Barrasso: Obama Letting Political Correctness Dictate Ebola Policies

Barrasso: Obama Letting Political Correctness Dictate Ebola Policies

President Obama is taking his cues from the United Nation’s World Health Organization when he should be looking to protect Americans first, Sen. John Barrasso (R-WY) argued Wednesday.

“The President has said, ‘Well I’ll follow the guidelines of the World Health Organization.’ That’s what he said and you know the Word Health Organization is run by the United Nations, not the United States. It is much more of a political organization. And the President is trying to be politically correct,” Barrasso, an orthopedic surgeon, said on a conference call with Sen. John Thune (R-SD), hosted by the Iowa Republican Party.

Barrasso tied Iowa’s Democratic candidate for U.S. Senate, Bruce Braley to the President arguing that he, like Obama, is focused more on what to say about Ebola than what to do about it. 

Braley is currently in a tight race against Republican Joni Ernst, who has called for a temporary travel ban on Ebola affected countries.

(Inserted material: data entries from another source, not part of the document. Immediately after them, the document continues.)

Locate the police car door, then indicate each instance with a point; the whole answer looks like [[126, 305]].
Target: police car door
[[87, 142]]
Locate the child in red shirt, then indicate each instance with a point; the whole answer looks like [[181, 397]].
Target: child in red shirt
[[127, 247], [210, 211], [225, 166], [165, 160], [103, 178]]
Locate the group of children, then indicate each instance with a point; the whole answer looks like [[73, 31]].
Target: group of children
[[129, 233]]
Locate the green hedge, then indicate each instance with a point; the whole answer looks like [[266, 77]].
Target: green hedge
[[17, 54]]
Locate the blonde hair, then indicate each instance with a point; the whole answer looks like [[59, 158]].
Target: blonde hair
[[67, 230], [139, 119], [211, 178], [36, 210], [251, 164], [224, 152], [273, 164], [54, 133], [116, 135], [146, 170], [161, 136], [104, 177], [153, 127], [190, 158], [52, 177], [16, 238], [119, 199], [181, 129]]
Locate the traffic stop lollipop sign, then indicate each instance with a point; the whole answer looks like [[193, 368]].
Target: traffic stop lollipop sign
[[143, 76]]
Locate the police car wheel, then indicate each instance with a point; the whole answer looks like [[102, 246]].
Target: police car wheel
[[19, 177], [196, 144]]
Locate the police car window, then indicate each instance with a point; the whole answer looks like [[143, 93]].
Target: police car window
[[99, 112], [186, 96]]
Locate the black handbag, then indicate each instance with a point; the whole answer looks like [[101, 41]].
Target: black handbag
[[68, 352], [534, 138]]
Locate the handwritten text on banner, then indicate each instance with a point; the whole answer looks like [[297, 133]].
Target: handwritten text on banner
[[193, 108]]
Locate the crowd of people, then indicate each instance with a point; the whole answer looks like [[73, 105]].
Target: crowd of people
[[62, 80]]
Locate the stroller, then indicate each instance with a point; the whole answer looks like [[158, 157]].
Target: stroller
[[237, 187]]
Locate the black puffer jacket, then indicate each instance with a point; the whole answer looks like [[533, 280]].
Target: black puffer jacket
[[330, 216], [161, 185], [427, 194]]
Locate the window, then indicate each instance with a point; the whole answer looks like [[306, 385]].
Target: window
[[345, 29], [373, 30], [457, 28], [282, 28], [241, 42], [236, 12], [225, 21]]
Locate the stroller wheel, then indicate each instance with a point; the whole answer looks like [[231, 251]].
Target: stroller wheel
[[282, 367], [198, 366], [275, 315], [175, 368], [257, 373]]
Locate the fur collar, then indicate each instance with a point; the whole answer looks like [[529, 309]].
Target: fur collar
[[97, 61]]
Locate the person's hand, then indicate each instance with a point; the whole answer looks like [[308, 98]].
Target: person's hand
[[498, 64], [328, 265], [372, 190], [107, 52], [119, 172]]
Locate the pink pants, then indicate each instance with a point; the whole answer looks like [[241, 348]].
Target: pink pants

“The president of the United States, Members of Congress take an oath of office to protect and defend this country, the Constitution, and yet we don’t see that coming from the President who wants to depend on whatever the World Health Organization has to say,” Barrasso said. “Whatever the United Nations has to say. And what we have in Joni Ernst as well as in John Thune and John Barrasso are people who want to make sure the United states is put first, not the United Nations.”

Thune stressed that the Obama administration’s response to the Ebola crisis has been “unacceptable.”

“We shouldn’t delay, I should say, to take additional measures to prevent individuals carrying the virus from traveling to the United States. We believe that a temporary travel ban for such individuals who live in or have traveled from certain western African countries is reasonable and it’s timely,” Thune said. 

Given that the Obama administration has refused to institute such restrictions, Thune added, Congress must act.

“We want to push to pass a travel ban as soon as possible when Congress returns,” he said.